Has the digital process of making comics meant that comics look better digitally than compared to print these days? Jim Rugg suggests that that may be the case, pointing to the first issue of Mike Mignola’s Hellboy in Hell as an example:
Compared to print, today’s digital displays are extremely subtle, capable of displaying millions of colors. I assume Dave Stewart colored Hellboy in Hell #1 digitally. Then digital proofs were shared with and ultimately approved by Scott Allie and Mike Mignola. These are probably the versions we see in the digital copies of Hellboy in Hell #1, and they are striking.
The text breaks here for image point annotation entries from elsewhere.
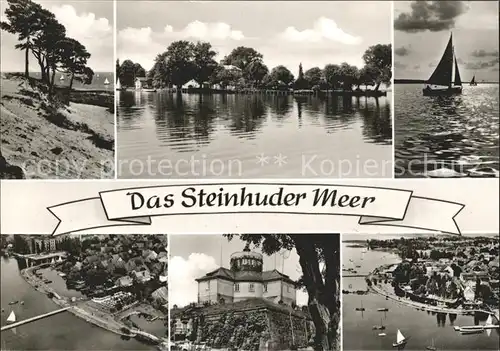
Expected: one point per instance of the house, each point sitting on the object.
(245, 280)
(141, 82)
(124, 281)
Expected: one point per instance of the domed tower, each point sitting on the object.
(246, 261)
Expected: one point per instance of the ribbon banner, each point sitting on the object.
(373, 205)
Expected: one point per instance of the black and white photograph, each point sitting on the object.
(255, 292)
(251, 89)
(57, 99)
(446, 89)
(420, 292)
(84, 292)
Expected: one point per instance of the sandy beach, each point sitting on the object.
(54, 142)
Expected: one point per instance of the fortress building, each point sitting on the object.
(245, 280)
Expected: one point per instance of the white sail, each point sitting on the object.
(400, 337)
(12, 317)
(489, 321)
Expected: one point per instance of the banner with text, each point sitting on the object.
(373, 205)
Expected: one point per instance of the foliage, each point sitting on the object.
(322, 285)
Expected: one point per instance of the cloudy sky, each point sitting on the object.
(287, 33)
(422, 30)
(90, 22)
(192, 256)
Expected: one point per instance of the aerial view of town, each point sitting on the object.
(420, 292)
(84, 292)
(250, 292)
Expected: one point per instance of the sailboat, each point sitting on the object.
(12, 317)
(446, 74)
(360, 308)
(473, 81)
(431, 347)
(400, 340)
(119, 85)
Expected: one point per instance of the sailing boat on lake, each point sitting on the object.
(446, 74)
(11, 318)
(473, 81)
(400, 340)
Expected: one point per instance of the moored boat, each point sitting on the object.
(401, 340)
(11, 318)
(445, 80)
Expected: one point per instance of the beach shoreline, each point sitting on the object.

I think this might be where one problem occurs. It’s like riding a bike. When you learn to ride a bike, it is almost impossible to unlearn it. And after you’ve spent hours staring at an image (on screen, paper, or canvas – it doesn’t matter), like the cartoonist, colorist, and editor presumably have, it’s hard to approach it with fresh eyes. Heck, after I looked at the digital edition of Hellboy in Hell #1, I was able to appreciate some of the details I had missed in the print edition because I knew where to find them.
Furthermore, if you get a copy of the print book a few days or week before the book is hitting shops, would anyone besides Chris Ware destroy the print run because the contrast is a little less than perfect?